Man seeks refund from bomoh for failed exorcism
To seek redress: Samuel urges consumers to check the sellers’ registration number, identification documents, full name as well as other details before purchasing any item or service.
PHOTO: The Star/Asia News Network

JOHOR BARU - The Consumer Claims Tribunal was set up to allow consumers to file claims in a speedy and inexpensive manner.

But it has seen some really strange cases.

And one of the weirdest was when a man complained about a bomoh who apparently did not live up to the promise of chasing away spirits haunting his ailing father.

The 40-year-old complainant sought the tribunal's help as he wanted a refund from the bomoh.

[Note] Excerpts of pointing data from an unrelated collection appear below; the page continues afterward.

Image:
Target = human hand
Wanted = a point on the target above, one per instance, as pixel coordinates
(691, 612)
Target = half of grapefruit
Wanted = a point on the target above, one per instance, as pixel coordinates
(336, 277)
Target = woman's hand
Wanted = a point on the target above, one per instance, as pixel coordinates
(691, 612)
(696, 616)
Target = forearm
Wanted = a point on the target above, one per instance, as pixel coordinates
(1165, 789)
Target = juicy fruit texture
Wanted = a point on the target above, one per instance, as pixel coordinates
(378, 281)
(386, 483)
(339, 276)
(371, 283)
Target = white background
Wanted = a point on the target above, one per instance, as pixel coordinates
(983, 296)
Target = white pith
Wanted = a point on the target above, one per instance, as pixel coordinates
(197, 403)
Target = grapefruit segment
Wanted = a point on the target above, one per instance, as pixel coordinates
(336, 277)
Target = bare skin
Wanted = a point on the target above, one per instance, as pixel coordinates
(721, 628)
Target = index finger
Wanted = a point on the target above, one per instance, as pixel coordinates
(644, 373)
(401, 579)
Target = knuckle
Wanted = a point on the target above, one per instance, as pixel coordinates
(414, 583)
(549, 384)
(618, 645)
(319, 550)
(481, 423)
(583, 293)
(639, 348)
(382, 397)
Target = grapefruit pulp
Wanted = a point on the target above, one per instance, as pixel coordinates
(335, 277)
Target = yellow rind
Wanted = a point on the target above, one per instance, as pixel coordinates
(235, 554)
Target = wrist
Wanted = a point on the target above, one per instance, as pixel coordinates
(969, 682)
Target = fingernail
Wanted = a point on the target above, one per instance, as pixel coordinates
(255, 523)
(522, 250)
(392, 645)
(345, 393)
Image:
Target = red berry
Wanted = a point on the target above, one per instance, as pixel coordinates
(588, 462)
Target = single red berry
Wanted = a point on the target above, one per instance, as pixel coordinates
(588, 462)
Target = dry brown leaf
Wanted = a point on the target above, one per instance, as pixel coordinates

The bomoh had claimed that the 70-something father was tormented by nine different spirits.

"The 'bomoh' charged RM90 (S$30) for each exorcism to free the man's father of the spirits.

"So, the family forked out RM810 to the 'bomoh' to get rid of the nine spirits," Johor tribunal head Samuel Mut John Brody said in an interview.

As it turned out, Samuel said the bomoh failed to cure the man's father even after nine treatments.

"The man said his father's condition worsened and he died a few months later."

The family went to the tribunal seeking a refund for the non-delivery of service.

The tribunal had to strike out the case as it was out of its jurisdiction.

Samuel explained that exorcism was considered an alternative service and that the bomoh did not register his business with the Companies Commission of Malaysia (SSM).

Samuel said the tribunal recorded an increase in the number of claimants who filed reports for all sorts of odd cases.

For example, he said there had been cases of people looking for their spouses.

One claimant sought for the smallest amount recorded in the tribunal's history - 10 sen - for a car service-related case last year.

In May this year, a woman, in her 40s, wanted a refund from a private investigator whom she had hired for RM1,500 to search for her missing husband.

She claimed the investigator not only did not locate her husband, he also disappeared with the money.

Samuel said the case could not be heard by the tribunal as the private investigator had failed to respond to a notice to appear for the hearing.

He, too, was not registered with SSM.

The tribunal had to filter the cases it received to avoid cases that were out of its jurisdiction, he said.

He urged consumers to check the seller's company registration number, identification documents, full name and other details before purchasing goods or services to prevent from getting duped.

Consumers can claim for their rights whenever they feel that they have received inadequate services from the seller or service providers, he added.